In this example, we'll use the following weather data.

  • Location: Sweden > Gällivare Airport
  • Date range: all data from 2010 to 2017
  • Measurement: Average of the 24 hourly temperature observations in degrees Celsius

The dataset that is loaded contains a daily average temperature measurement from a weather station in the north of Sweden during the time period of 2010 to 2017.

Measure

We use the average temperature measurement in the dataset as the measure, by creating a .measure in Master items with the name Temperature degrees Celsius, and the expression Avg([Average of the 24 hourly temperature observations in degrees Celsius]).

Visualization

We add a box plot to the sheet and set the following data properties:

  • Dimension: Date (date) and Year (year).
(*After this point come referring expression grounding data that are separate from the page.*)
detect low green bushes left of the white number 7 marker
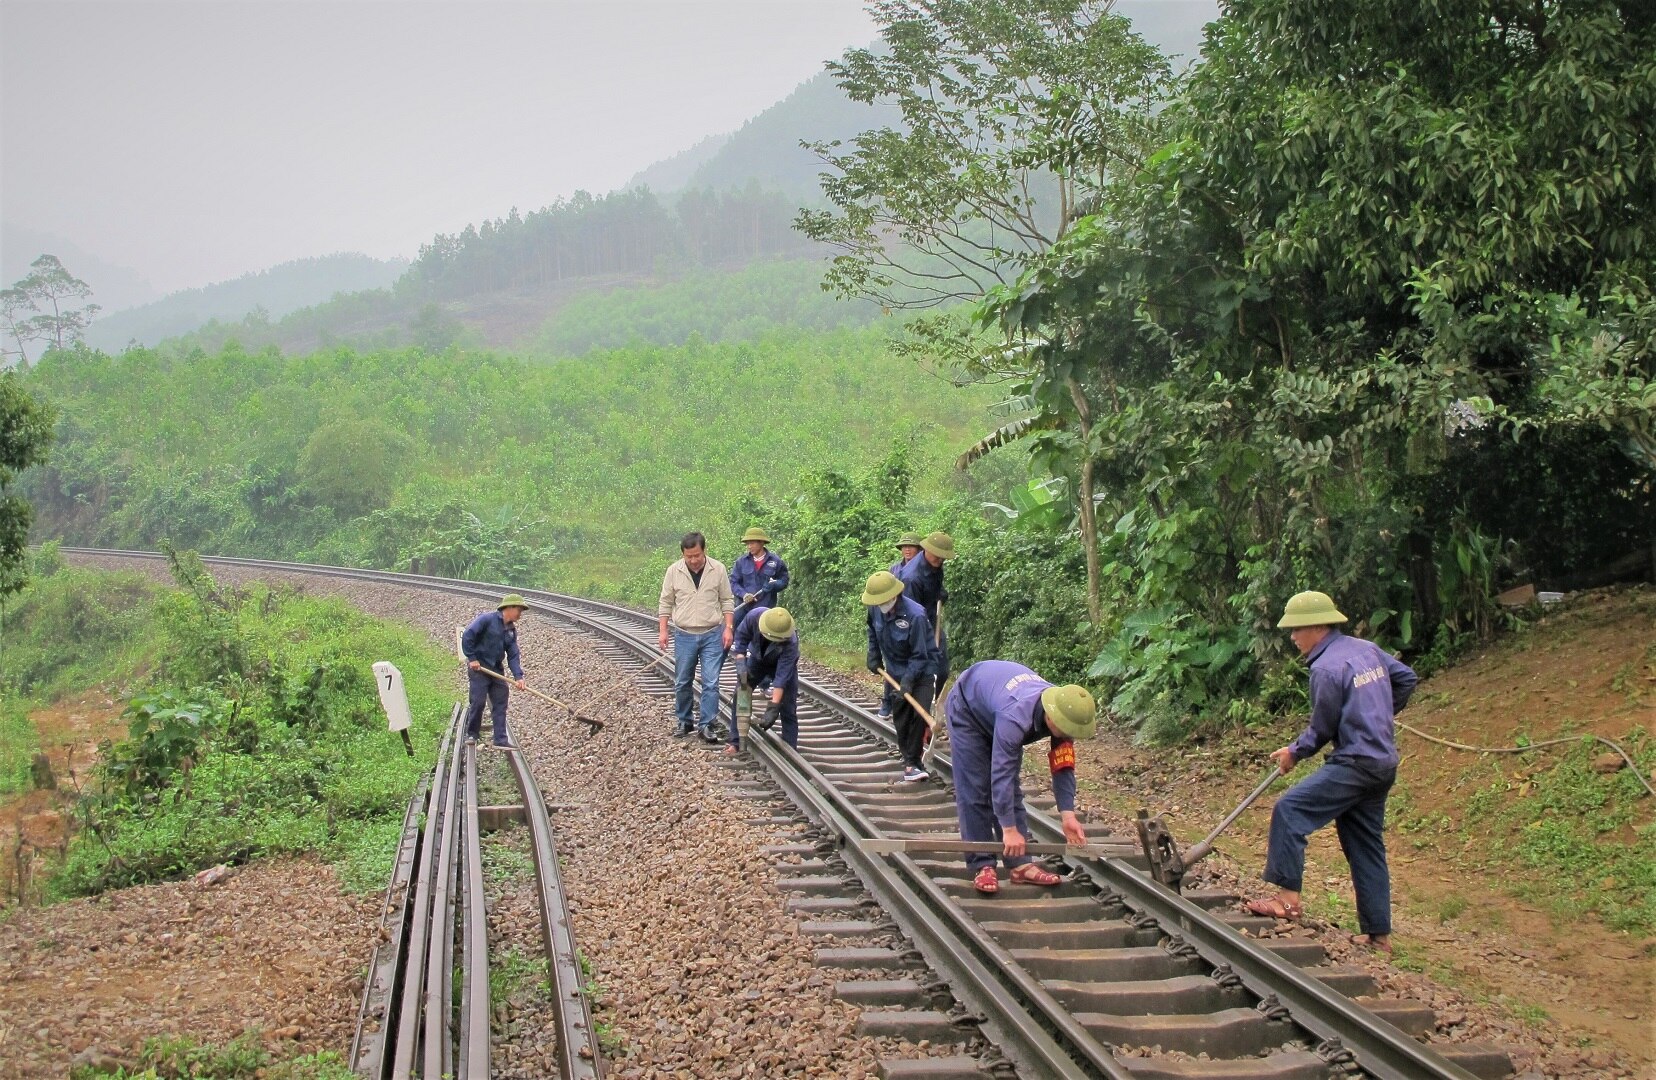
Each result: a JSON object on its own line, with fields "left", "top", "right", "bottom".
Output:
{"left": 0, "top": 553, "right": 452, "bottom": 894}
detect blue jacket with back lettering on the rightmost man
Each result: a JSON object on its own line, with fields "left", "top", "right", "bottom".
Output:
{"left": 1290, "top": 629, "right": 1419, "bottom": 769}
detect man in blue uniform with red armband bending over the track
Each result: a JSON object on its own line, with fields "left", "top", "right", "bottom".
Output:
{"left": 944, "top": 659, "right": 1098, "bottom": 896}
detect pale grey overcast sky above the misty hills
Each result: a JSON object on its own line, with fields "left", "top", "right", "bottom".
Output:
{"left": 0, "top": 0, "right": 876, "bottom": 292}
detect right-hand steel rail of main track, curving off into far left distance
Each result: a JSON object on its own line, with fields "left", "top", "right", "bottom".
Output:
{"left": 63, "top": 548, "right": 1474, "bottom": 1080}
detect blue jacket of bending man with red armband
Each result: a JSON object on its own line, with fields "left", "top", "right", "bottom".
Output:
{"left": 944, "top": 659, "right": 1075, "bottom": 825}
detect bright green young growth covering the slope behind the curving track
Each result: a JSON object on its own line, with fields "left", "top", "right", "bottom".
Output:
{"left": 12, "top": 330, "right": 985, "bottom": 583}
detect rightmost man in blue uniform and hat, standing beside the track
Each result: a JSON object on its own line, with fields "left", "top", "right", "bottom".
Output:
{"left": 1247, "top": 591, "right": 1419, "bottom": 952}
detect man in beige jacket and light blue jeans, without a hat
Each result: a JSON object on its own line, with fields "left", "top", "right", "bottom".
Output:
{"left": 656, "top": 532, "right": 735, "bottom": 742}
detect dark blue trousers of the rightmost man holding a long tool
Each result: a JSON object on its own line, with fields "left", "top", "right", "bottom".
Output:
{"left": 1265, "top": 759, "right": 1398, "bottom": 934}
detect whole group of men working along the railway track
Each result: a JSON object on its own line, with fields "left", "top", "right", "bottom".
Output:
{"left": 462, "top": 527, "right": 1416, "bottom": 951}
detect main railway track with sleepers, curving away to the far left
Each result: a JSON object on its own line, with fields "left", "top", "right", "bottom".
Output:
{"left": 66, "top": 548, "right": 1510, "bottom": 1080}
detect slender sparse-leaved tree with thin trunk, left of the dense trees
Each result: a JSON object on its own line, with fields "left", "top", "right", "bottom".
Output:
{"left": 798, "top": 0, "right": 1171, "bottom": 624}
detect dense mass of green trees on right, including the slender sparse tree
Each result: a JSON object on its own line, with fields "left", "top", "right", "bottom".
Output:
{"left": 800, "top": 0, "right": 1656, "bottom": 737}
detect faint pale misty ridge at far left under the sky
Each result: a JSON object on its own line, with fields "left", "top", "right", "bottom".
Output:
{"left": 86, "top": 252, "right": 409, "bottom": 351}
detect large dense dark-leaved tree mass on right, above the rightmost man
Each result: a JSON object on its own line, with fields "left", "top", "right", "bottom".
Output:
{"left": 985, "top": 0, "right": 1656, "bottom": 730}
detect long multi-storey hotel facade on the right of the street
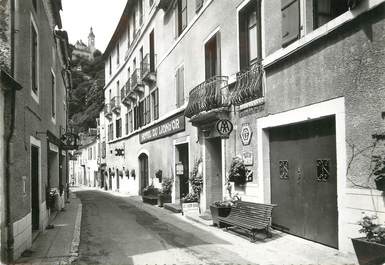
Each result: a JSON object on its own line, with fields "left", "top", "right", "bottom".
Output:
{"left": 100, "top": 0, "right": 385, "bottom": 251}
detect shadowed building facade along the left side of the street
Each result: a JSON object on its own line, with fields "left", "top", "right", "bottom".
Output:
{"left": 1, "top": 0, "right": 70, "bottom": 261}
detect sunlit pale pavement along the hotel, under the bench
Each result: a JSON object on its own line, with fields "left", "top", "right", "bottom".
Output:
{"left": 91, "top": 186, "right": 358, "bottom": 265}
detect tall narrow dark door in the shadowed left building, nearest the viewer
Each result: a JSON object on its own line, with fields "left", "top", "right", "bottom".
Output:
{"left": 31, "top": 146, "right": 40, "bottom": 230}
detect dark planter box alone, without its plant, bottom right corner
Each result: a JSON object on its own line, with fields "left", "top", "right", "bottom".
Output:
{"left": 352, "top": 237, "right": 385, "bottom": 265}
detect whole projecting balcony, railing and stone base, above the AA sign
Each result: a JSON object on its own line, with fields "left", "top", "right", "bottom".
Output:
{"left": 185, "top": 76, "right": 230, "bottom": 121}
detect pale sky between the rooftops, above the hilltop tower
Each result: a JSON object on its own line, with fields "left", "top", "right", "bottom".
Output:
{"left": 61, "top": 0, "right": 127, "bottom": 53}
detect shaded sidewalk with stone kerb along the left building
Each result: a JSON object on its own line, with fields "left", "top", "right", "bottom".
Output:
{"left": 14, "top": 192, "right": 82, "bottom": 265}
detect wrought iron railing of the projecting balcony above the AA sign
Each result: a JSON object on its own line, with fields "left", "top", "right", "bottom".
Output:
{"left": 185, "top": 76, "right": 230, "bottom": 118}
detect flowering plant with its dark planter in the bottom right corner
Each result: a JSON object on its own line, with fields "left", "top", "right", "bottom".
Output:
{"left": 352, "top": 213, "right": 385, "bottom": 265}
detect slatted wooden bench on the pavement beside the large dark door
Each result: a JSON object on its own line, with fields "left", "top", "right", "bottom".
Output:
{"left": 218, "top": 201, "right": 276, "bottom": 242}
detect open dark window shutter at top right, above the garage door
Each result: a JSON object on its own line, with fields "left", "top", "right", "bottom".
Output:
{"left": 281, "top": 0, "right": 300, "bottom": 46}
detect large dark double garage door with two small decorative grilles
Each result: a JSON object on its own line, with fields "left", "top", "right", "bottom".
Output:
{"left": 270, "top": 117, "right": 338, "bottom": 248}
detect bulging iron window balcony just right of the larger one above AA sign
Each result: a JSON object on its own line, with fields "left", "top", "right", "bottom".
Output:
{"left": 231, "top": 64, "right": 264, "bottom": 106}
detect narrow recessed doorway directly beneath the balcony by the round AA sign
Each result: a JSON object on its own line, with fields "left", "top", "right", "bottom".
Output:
{"left": 205, "top": 137, "right": 223, "bottom": 209}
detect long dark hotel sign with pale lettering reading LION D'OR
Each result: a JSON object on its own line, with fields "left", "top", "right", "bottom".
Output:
{"left": 139, "top": 112, "right": 185, "bottom": 144}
The order is important; Date needs to be the first dimension.
  • Measure: Temperature degrees Celsius; the measure that was created as a master item.

In this example we use the default box plot preset, Standard (Tukey) with the whisker length 1.5 interquartile range.

Box plot visualization.

Discovery

The box plot visualizes the distribution of the daily temperature measurements. The visualization is sorted in mean temperature order. The mean temperature for each year is illustrated by the middle line in each box. The box stretches from the first quartile to the third quartile, and the whiskers stretch 1.5 inter-quartile ranges. There are also a number of outlier values, the points that are placed outside the whiskers. You can hover the mouse pointer over an outlier point and view the details.

In the box plot we can see that the year 2010 has the longest box and whiskers. That shows that the year 2010 has the largest distribution of temperatures measured. It also seems to be the coldest year in average.

The range of 2017 is small, as the dataset only contains measurements from the first months of the year.